Je le regarde droit dans les yeux et je sens la colère monter en moi. Indigné, je me rapproche, je lâche carrément mon bâton et je m'appuis à deux mains sur son bureau, en mimant son attitude de tantôt.
- Vous ne pouvez pas me chasser! Vous ne priverez quand même pas les spectateurs de leur joueur vedette? Vous savez que j'attire les fans! Que j'attire les recruteurs! Toute l'équipe repose sur moi!
- Tant pis pour toi, Perrier. Sans doute possèdes-tu un don, mais un don n'est pas grand-chose sans une tête. Et je te retire ton titre de capitaine. Tu ne le mérites pas.
Je serre les dents de rage et je sors en coup de vent ramasser mes affaires. Dehors, ce son les poubelles qui encaissent mes frustrations. Le hockey, ça représente toute ma vie! Comment quelqu'un aurait-il le droit de m'en priver? Le coach ne veut pas que je soigne ma forme pour le match du lendemain? Eh bien, je vais lui rendre la monnaie de sa pièce! Il vient de déclencher la troisième guerre mondiale et j'ai juste envie de lui fracasser mon bâton sur la tête! Je me sens comme un taureau piqué au vif et qui veut faire couler du sang... Non, il n'est pas question que l'on me dépouille de mon titre du capitaine. Pourtant, ce soir-là, au lieu de réfléchir à mon sort, c'est mon côté le plus sombre qui se révèle après avoir cherchée en vain la vérité au fond de quelques verres. Le lendemain matin de cette déconfiture personnelle, je me réveille sur un matelas posé à même le sol d'un lieu inconnu, à côté d'une fille toute aussi inconnue. Et que je n'ai pas choisie pour sa beauté... Je ne sais plus ce que je fais. Je ne me reconnais plus. Un coup d'oeil sous les couvertures me rassure; je porte toujours mes vêtements. En douce, je me sauve sur la pointe des pieds en priant que la fille ne se réveille pas. À l'aréna, j'essaie tout autant de passer inaperçu. Le sang dans mes tempes bat si forrt, que j'entends à peine l'entraîneur m'interpeller. Appuyé au chambranle de la porte, bras croisés et regard sévère, il me détaille.

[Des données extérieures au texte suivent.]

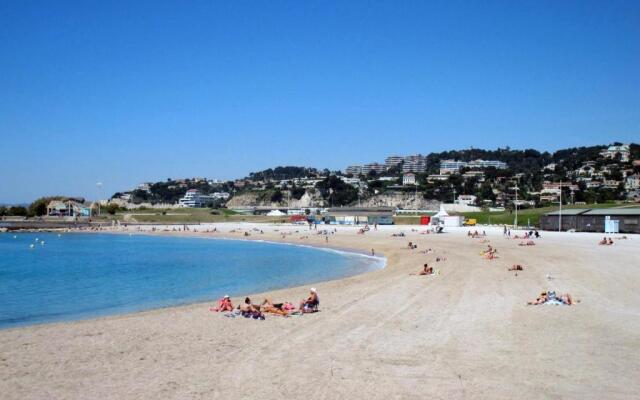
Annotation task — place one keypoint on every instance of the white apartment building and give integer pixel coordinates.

- Marco, passe à mon bureau.
- Encore? dis-je en me tenant le front pour ne pas qu'il éclate.
Je m'assois face à lui, attendant qu'une autre mauvaise nouvelle me tombe dessus.
- Tiens, déclare simplement l'entraîneur en me tendant un flacon.
- De l'aspirine?
J'avale trois comprimés et lui rends le contenant, encore surpris de sa sollicitude.
- Prends le temps d'atterrir et vien nous rejouindre sur la glace.
Étonné, je ne trouve rien à répondre, mais pour le remercier, je suis décidé à livrer l'une des plus intenses prestations de ma vie. À ce moment, où j'ai l'impression de devoir me défoncer pour quelqu'un d'autre que moi-même, je crois enfin comprendre la leçon de mon entraîneur.